Luka Kapianidze

Personal information
- Date of birth: 10 January 1999 (age 27)
- Place of birth: Georgia
- Height: 1.89 m (6 ft 2 in)
- Position: Defender

Team information
- Current team: Dinamo Batumi
- Number: 4

Youth career
- Dinamo Tbilisi

Senior career*
- Years: Team / Apps / (Gls)
- 2016–2019: Dinamo Tbilisi / 4 / (0)
- 2019: → Tskhinvali (loan) / 3 / (0)
- 2020–2021: Torpedo / 19 / (2)
- 2022–: Dinamo Batumi / 75 / (13)

International career^{‡}
- 2015–2016: Georgia U17 / 6 / (0)
- 2020: Georgia U21 / 1 / (0)

= Luka Kapianidze =

Georgian footballer (born 1999)

Luka Kapianidze (ლუკა ქაფიანიძე, born 10 January 1999) is a Georgian footballer who plays as a defender for Erovnuli Liga club Dinamo Batumi.
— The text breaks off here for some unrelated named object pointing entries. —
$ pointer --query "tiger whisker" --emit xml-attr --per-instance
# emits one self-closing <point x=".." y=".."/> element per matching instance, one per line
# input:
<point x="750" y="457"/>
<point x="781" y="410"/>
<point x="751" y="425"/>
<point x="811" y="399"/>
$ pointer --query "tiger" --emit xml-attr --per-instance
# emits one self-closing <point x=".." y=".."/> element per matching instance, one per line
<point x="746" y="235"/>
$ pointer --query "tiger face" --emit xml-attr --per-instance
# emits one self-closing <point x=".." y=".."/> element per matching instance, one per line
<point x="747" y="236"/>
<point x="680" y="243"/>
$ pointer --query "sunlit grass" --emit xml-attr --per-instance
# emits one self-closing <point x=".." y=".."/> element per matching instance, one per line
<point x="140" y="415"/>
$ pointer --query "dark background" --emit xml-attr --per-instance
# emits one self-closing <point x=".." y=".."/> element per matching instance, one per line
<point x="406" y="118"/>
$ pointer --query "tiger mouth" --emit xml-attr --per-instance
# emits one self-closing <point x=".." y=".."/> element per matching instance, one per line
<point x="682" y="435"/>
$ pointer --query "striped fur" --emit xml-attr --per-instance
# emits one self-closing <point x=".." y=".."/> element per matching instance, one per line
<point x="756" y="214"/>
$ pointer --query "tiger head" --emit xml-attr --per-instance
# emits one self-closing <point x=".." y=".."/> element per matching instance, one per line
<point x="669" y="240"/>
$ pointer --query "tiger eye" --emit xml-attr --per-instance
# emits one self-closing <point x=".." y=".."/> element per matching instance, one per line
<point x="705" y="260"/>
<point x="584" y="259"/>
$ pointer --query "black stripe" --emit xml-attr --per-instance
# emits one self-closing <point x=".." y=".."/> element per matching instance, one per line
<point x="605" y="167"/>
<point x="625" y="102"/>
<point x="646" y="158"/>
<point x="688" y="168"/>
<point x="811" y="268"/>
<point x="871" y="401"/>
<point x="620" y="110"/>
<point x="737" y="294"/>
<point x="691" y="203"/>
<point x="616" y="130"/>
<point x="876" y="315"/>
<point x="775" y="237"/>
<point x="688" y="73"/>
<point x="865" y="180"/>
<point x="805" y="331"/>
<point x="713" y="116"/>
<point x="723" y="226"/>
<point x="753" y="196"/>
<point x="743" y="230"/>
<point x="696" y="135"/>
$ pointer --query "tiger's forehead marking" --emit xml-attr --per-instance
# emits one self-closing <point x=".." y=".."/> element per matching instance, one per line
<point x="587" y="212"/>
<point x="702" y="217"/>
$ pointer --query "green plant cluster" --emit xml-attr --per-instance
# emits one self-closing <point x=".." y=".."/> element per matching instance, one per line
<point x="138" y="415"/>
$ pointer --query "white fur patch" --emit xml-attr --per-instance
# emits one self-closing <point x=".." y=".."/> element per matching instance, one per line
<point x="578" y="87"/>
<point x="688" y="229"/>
Kapianidze is the winner of the Erovnuli Liga and the Supercup.

==Career==
Kapianidze grew up as a footballer at Dinamo Tbilisi. Despite an insufficient playing time, he was a regular member of the U17 team. Apart from participating in several friendly games, he played in all six matches of the first and elite rounds of 2016 UEFA European Under-17 Championship qualification campaign. Later in 2019, being a member of U21s, Kapianidze came on as a substitute in a UEFA European Championship qualifying game against France.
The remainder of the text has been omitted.